New Jersey is an attractive base for financial services firms due to population density and proximity to New York City. Prudential and Chubb both keep headquarters in New Jersey, and many other major banks have operations close to New York or Philadelphia. Several large data centers that serve New York financial clients are also located in the state. With 179,000 employees in 2016, financial services account for 6% of total employment in New Jersey and contributes $30 billion to the state economy [4]. 

3) Advanced Manufacturing

There were over 5,450 advanced manufacturing establishments in New Jersey employing close to 159,500 people in the advanced manufacturing sector in 2016. The advanced manufacturing industry sector accounted for approximately $34 billion of state GDP in 2016, close to 6.8% of all output.
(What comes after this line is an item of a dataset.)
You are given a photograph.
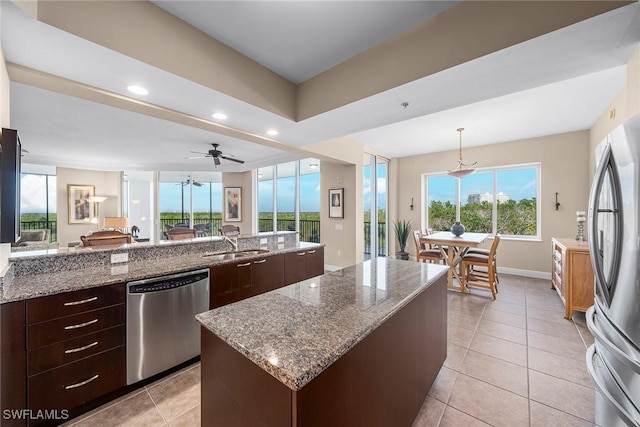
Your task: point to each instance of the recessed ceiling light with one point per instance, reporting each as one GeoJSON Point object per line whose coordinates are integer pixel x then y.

In 2016, New Jersey ranked fifth among states for chemical manufacturing after California, Texas, Illinois and Ohio. Chemical manufacturing is the largest segment of advanced manufacturing in the state. Close to two-thirds of all manufacturing industry employment in the state is considered advanced. The average wage of workers in this sector are well above the state private sector average for 2016 of $62,000, and advanced manufacturing employers paid approximately 6.6 percent of all state wages. Since 1990, this sector has experienced job losses, but these losses are expected to stabilize from now until 2024 [5] indicating a growing sector.

4) Information Technology

New Jersey is a hub of innovation and home to advanced industries such as the technology industry. It employs over 360,000 workers, providing almost 10% of state private sector jobs and contributes $43 billion in wages [6]. New Jersey's technology sector includes 31 different industries such as oil and gas extraction, power, petroleum and coal products manufacturing, chemical manufacturing, pharmaceutical manufacturing, communications equipment manufacturing, software publishers and computer systems design. From 2006 to 2016, employment in the sector reached its highest in 2007 at close to 390,000 and then declined during the Great Recession from 2007 to 2009. Employment has been on the rise since 2012, and this trend is likely to continue because of a strong labor market and business and consumer confidence [6].

5) Transportation and Logistics

Spending on infrastructure improvements has been driving employment in New Jersey, particularly among civil engineers. Industry experts at NAIOP New Jersey’s Annual Transportation and Logistics Update in 2016 highlighted plans to update the state's transportation system including the port, roads, and bridges. A  new Transportation Trust Fund (TTF) budget is expected to generate $16 billion from 2016 to 2024. In 2017, NJDOT and NJ Transit were to share a total of $3.7 billion in state and federal funding. NJ Transit budgeted $1.7 billion for a positive train control system to be completed by the end of 2018, and $200 million was earmarked for new buses, rail cars and light rail vehicles.

Regarding the port, Bethann Rooney, assistant director of Port Performance Initiatives at the Port Authority of New York and New Jersey, stated that two-thirds of the port’s cargo is on 8,000 TEU ships, but this was to increase to 10 to 12,000 TEU’s when the Bayonne Bridge is complete [7]. The NJ Department of Labor expects civil engineering to be one of the fastest-growing industries, rising from employment of 16,600 in 2010 to 20,900 in 2020 [8].

Investment in New Jersey is evident. The American Dream project is a three million square foot entertainment, retail and dining complex costing $5 billion and that will generate 23,000 jobs during construction alone. It is just one example of investment in the state of New Jersey. The project should create 16,000 permanent new jobs on site and over 6,700 jobs in the surrounding communities to provide over $1.2 billion in annual compensation. The site is set to open in 2019 [9]. This and similar investment projects will encourage growth in the states leading industries.